Rapport d'activités publié en catimini

2016, l'année noire du Fonds du Logement

2016 a été une année de crise pour le Fonds du logement.
2016 a été une année de crise pour le Fonds du logement.
Photo: Schutterstock

(mig - trad. MF) – Le Fonds du logement a récemment annoncé devant la Commission parlementaire du Logement avoir construit 133 appartements l'an passé. Le fait qu'il n'ait rien construit du tout en 2016 devait passer inaperçu...

Chaque année, le Fonds du logement publie un rapport d'activités. En général au printemps de l'année suivante. Une publication qui peut même donner lieu à une conférence de presse avec le ministre de tutelle. Mais en 2017, la chose était différente. Pour une raison très simple. En 2016, le premier promoteur public du Luxembourg avait seulement construit 19 logements.

Publié en catimini en ce début 2018, le rapport d'activités 2016 révèle la concrétisation de ces seuls 19 logements en un an. Ce sont 84% de logements construits de moins que l'année précédente.

Mais ce n'est pas tout. Le chiffre d'affaires du Fonds du logement en 2016 a baissé de 30%. Passant de 26,9 à 18,9 millions d'euros. Il englobe la vente de 10 maisons, 6 appartements, de 4 places de stationnement, ainsi que divers revenus locatifs.

La construction de logements par le Fonds est fluctuante. Il avait construit 60 logements en 2012, 119 logements en 2013, 81 logements en 2014 et 125 logements en 2015 . Mais jamais la productivité n'a été aussi faible qu'en 2016.

Une année de crise

2016 a été une année de crise pour le Fonds du logement. La réforme, qui devait par ailleurs rendre le promoteur public plus efficace et productif, a été bloquée. Le projet de loi était bien sur la table depuis fin octobre 2015 mais les travaux ne progressent qu'à pas de souris.

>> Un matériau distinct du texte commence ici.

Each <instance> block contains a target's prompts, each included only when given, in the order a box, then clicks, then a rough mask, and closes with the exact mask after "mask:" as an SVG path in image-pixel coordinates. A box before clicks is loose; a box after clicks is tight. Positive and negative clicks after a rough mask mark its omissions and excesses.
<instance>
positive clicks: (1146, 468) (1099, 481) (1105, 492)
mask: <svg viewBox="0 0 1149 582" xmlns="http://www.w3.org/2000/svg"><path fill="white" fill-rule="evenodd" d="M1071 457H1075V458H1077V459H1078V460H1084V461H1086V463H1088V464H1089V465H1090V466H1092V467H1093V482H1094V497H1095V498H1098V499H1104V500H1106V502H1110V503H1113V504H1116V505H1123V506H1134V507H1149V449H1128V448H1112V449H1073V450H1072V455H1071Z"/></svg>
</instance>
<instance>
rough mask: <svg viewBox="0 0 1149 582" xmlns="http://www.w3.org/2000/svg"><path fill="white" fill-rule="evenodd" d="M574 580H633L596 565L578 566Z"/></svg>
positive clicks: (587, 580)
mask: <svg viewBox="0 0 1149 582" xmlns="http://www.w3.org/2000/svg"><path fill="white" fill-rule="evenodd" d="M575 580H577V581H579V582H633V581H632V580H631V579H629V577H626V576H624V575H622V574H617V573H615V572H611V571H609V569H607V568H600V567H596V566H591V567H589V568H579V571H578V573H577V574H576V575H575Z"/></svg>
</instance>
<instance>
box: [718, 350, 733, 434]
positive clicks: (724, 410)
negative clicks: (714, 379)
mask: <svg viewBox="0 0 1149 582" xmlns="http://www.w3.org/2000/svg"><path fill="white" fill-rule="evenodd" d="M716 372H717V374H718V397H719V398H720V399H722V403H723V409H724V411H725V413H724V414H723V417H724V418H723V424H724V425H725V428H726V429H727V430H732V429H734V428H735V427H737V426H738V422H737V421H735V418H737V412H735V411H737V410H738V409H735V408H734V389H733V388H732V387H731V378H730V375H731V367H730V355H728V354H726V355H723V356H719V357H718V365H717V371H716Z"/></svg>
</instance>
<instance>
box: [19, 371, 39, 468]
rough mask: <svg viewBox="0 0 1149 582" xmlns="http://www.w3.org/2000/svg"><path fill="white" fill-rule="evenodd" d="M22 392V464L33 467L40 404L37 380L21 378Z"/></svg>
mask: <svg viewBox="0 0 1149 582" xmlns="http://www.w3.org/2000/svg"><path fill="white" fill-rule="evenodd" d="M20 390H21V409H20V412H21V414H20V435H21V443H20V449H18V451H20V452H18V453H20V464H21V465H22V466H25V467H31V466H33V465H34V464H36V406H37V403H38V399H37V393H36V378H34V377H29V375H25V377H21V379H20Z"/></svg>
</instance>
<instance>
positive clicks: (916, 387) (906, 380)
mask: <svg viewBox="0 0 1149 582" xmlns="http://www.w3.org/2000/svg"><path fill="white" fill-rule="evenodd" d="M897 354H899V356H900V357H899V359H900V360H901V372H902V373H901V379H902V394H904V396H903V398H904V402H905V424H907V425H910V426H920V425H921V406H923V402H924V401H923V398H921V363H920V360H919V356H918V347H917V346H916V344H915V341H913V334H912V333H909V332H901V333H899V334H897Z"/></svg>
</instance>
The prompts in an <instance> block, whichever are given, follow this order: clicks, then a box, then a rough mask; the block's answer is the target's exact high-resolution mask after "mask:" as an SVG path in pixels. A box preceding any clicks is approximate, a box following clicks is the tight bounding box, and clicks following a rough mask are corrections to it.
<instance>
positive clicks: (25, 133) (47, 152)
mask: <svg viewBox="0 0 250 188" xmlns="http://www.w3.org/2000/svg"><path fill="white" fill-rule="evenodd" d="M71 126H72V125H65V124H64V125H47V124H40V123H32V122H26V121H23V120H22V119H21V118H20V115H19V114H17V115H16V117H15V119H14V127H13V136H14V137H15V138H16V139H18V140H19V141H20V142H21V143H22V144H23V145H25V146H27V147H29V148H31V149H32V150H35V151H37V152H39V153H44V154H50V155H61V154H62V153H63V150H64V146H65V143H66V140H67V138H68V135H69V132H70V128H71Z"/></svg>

Le projet de réforme a finalement été adopté à la Chambre des députés en mars 2017. Régulièrement, la mauvaise ambiance de travail comme les désaccords entre la directrice du Fonds, Tania Fernandes, et le coordinateur Mario Schweitzer apparaissaient au grand jour. De nombreux employés ont aussi démissionné.

Seul point positif du rapport annuel 2016: le nombre de projets en cours de réalisation. Par rapport à 2015, il a augmenté de 200 appartements (+ 213%) et s'établit à 292 unités en 2016. En comparaison, la  Société nationale des habitations à bon marché (SNHBM) a réalisé 69 appartements durant la même période avec un nombre d'employés similaire. Ce qui est peu. Même si 455 logements étaient en construction.

Laissez passer du temps

Une chose est claire: le Fonds tout comme le ministre Marc Hansen, voulaient éviter que les mauvais chiffres soient publiés et épargner ainsi une maison déjà en proie à une crise. 

Lors de l'audition du 2 janvier  au sein de la Commission parlementaire en prévision du débat à la Chambre portant sur le logement et prévu en février, pas un mot sur l'année 2016. On peut simplement  lire dans le communiqué de presse du gouvernement qu'environ 20 appartements ont été construits en 2016 par le Fonds et qu'il s'agissait d'une année de transition.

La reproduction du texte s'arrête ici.